A bulk email system sends millions of marketing or transactional emails to user segments, tracking delivery, opens, clicks, and unsubscribes. The core engineering challenges are not about sending email — any SMTP client can do that — but about throughput (sending 10M emails without overwhelming the sending infrastructure), deliverability (not getting blacklisted), and compliance (honoring unsubscribes immediately and accurately).
Core Data Model
CREATE TABLE Campaign (
campaign_id UUID PRIMARY KEY DEFAULT gen_random_uuid(),
name VARCHAR(255) NOT NULL,
subject VARCHAR(500) NOT NULL,
html_body TEXT NOT NULL,
text_body TEXT,
from_email VARCHAR(255) NOT NULL,
status VARCHAR(20) NOT NULL DEFAULT 'draft',
-- draft, scheduled, sending, paused, completed, cancelled
scheduled_at TIMESTAMPTZ,
segment_query JSONB NOT NULL, -- criteria for selecting recipients
total_recipients INT,
sent_count INT NOT NULL DEFAULT 0,
created_at TIMESTAMPTZ DEFAULT NOW()
);
CREATE TABLE CampaignRecipient (
id BIGSERIAL PRIMARY KEY,
campaign_id UUID NOT NULL REFERENCES Campaign(campaign_id),
user_id BIGINT NOT NULL,
email VARCHAR(255) NOT NULL,
status VARCHAR(20) NOT NULL DEFAULT 'pending',
-- pending, sent, bounced, failed
sent_at TIMESTAMPTZ,
tracking_id UUID NOT NULL DEFAULT gen_random_uuid() -- for open/click tracking
);
CREATE INDEX idx_cr_campaign_status ON CampaignRecipient(campaign_id, status)
WHERE status = 'pending';
CREATE TABLE EmailEvent (
event_id BIGSERIAL PRIMARY KEY,
tracking_id UUID NOT NULL,
event_type VARCHAR(20) NOT NULL, -- delivered, opened, clicked, bounced, unsubscribed
metadata JSONB,
occurred_at TIMESTAMPTZ NOT NULL DEFAULT NOW()
);
CREATE TABLE Unsubscribe (
email VARCHAR(255) PRIMARY KEY,
user_id BIGINT,
reason VARCHAR(100),
created_at TIMESTAMPTZ DEFAULT NOW()
);
Recipient Materialization and Sending Pipeline
def start_campaign(campaign_id: str):
campaign = db.fetchone("SELECT * FROM Campaign WHERE campaign_id=%s", [campaign_id])

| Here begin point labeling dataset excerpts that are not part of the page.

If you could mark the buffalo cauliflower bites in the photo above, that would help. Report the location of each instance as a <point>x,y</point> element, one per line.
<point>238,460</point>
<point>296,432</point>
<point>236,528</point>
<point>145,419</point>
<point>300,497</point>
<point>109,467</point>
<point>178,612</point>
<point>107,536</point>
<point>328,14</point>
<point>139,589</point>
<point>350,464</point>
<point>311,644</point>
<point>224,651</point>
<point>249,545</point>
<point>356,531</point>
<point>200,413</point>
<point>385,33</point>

# Step 1: Materialize recipients (runs once at campaign start)
# Evaluate the segment_query to get the list of recipients
users = evaluate_segment(campaign['segment_query'])
# Exclude unsubscribes and bounced addresses
unsubscribed = set(db.fetchall_scalar(
"SELECT email FROM Unsubscribe"
))
hard_bounced = set(db.fetchall_scalar(
"SELECT DISTINCT email FROM EmailEvent WHERE event_type='bounced'"
))
eligible = [u for u in users if u['email'] not in unsubscribed
and u['email'] not in hard_bounced]
# Insert recipient rows in batches
for batch in chunk(eligible, 1000):
db.executemany("""
INSERT INTO CampaignRecipient (campaign_id, user_id, email)
VALUES (%s, %s, %s)
""", [(campaign_id, u['id'], u['email']) for u in batch])
db.execute("""
UPDATE Campaign SET status='sending', total_recipients=%s
WHERE campaign_id=%s
""", [len(eligible), campaign_id])
# Enqueue the send job
send_queue.enqueue('send_campaign_batch', campaign_id=campaign_id)
Throttled Sending Worker
def send_campaign_batch(campaign_id: str, batch_size: int = 100):
"""
Called repeatedly until all recipients are sent.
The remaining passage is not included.